Блокбастер — это кукла Барби для инфантила. Все прикольно, все удобно. Все сделано так, чтобы не надо было мучиться. Душа не должна трудиться, лицезрея блокбастеры. По экрану или книжным страницам бегают непритязательные образы — те же Вини Пухи и капитаны Сорвиголова, но адаптированные к нормам иного возраста.

Блокбастер — это форма идиотизации человечества. Это один из инструментов реализации проекта «Счастливое дитя», он же проект «Великий инквизитор». Под этот проект подгоняется очень многое. И ювенальная юстиция (поди еще создай такого массового инфантила), и глобализация (массовый креативный инфантил — это глобик), и виртуализация и — культурное ренегатство...

Идиотически-младенческие глаза инфантильной креативщицы смотрят на вас с особым высокомерием, свойственным недоразвитому сознанию, ощущающему свою гиперразвитость. Специфически полуоткрытый рот (такая, знаете ли, креативная мода) изрекает бред, восхищающий изрекающего: «И я вас уверяю, что «Илиада» — это блокбастер о том, как люди режут друг друга, о войне и подвигах».

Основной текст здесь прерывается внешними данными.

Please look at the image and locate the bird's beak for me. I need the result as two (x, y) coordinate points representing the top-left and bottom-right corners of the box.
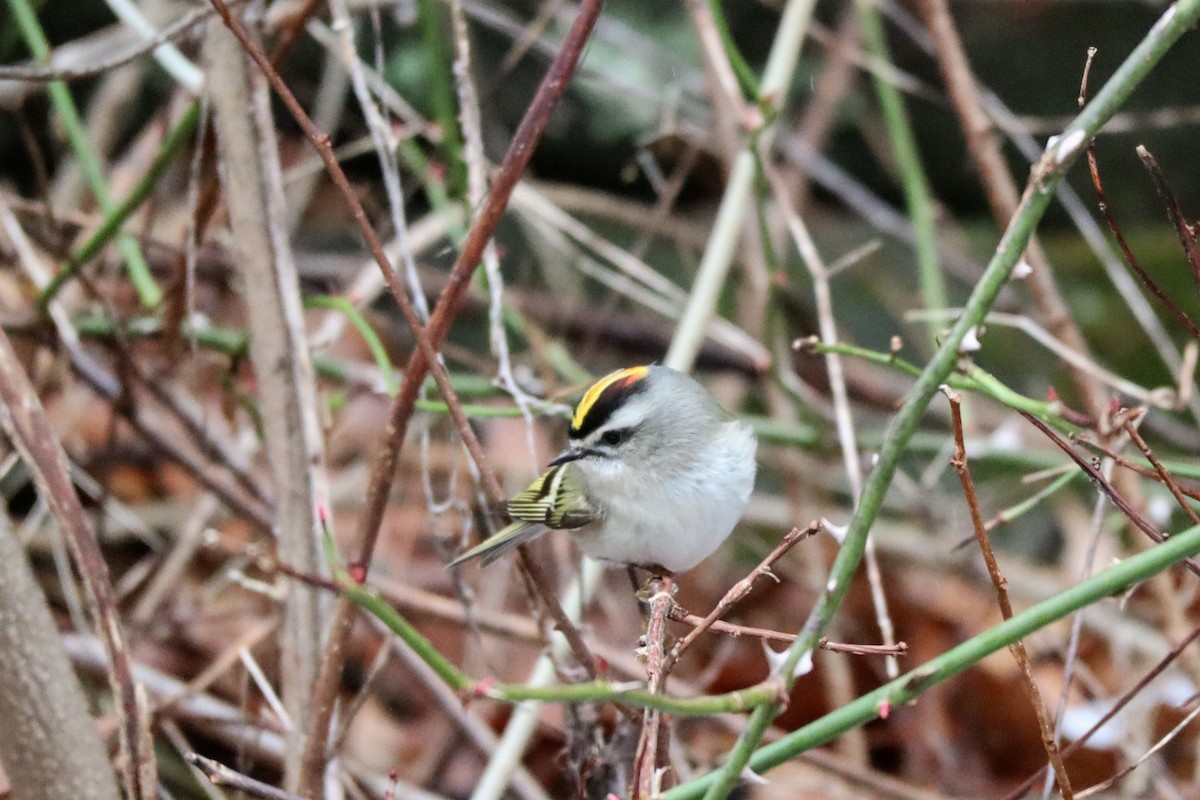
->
(550, 447), (588, 467)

Начнем с того, что о том, КАК люди режут друг друга, пишет репортер в разделе «Криминальная хроника». А о том, КАК люди совершают подвиги на войне («Старшина Иванов уничтожил столько-то танков»), пишет военный корреспондент.

Литература же (равно как и искусство вообще) начинается там, где действия («режут», «воюют», «подвиги совершают») раскрывают человека. И ситуация, и деяния для литературы являются только средством раскрытия человека. Средством постижения тайны человека и человечности.

В отличие от науки, литература и искусство вообще эту тайну постигают умом и сердцем одновременно. Величие литературы и искусства определяется тем, насколько сокровенно и значимо то, что они обнаруживают в человеке.

1977 год... Мещанистого вида тетенька входит в книжный магазин и говорит продавщице: «Муж просил купить роман про любовь». Продавщица (я подчеркиваю, не критик, а продавщица) снисходительно улыбается. В каком-то смысле все романы — про любовь. Да и вообще... Художественная литература — это не О ЧЕМ-ТО (о войне, любви, об отношениях на производстве). Это...

«О ЧЕМ твои стихи? Не знаю, брат. Ты их прочти, когда придет охота. Стихи живые сами говорят. И не О ЧЕМ-ТО говорят, а ЧТО-ТО».

И вот тебе, пожалуйста, самодовольная хомячина в 2012 году поучает всех по поводу того, что литература — это не ЧТО-ТО, это О ЧЕМ.

Но ведь если определять литературу тем, О ЧЕМ она говорит («о том, как режут друг друга», «о войне и подвигах»), то нет никакой разницы между «Войной и миром» и самым низкопробным чтивом, в котором идет нескончаемое мочилово. И там, и там режут друг друга. Но в мочилове только и делают, что режут. А в «Войне и мире» это самое «режут» является всего лишь фоном, раскрывающим загадочные и притягивающие глубины человеческой души. Произведение определяется не тем, О ЧЕМ оно пишет, а тем, в какие глубины оно позволяет заглянуть.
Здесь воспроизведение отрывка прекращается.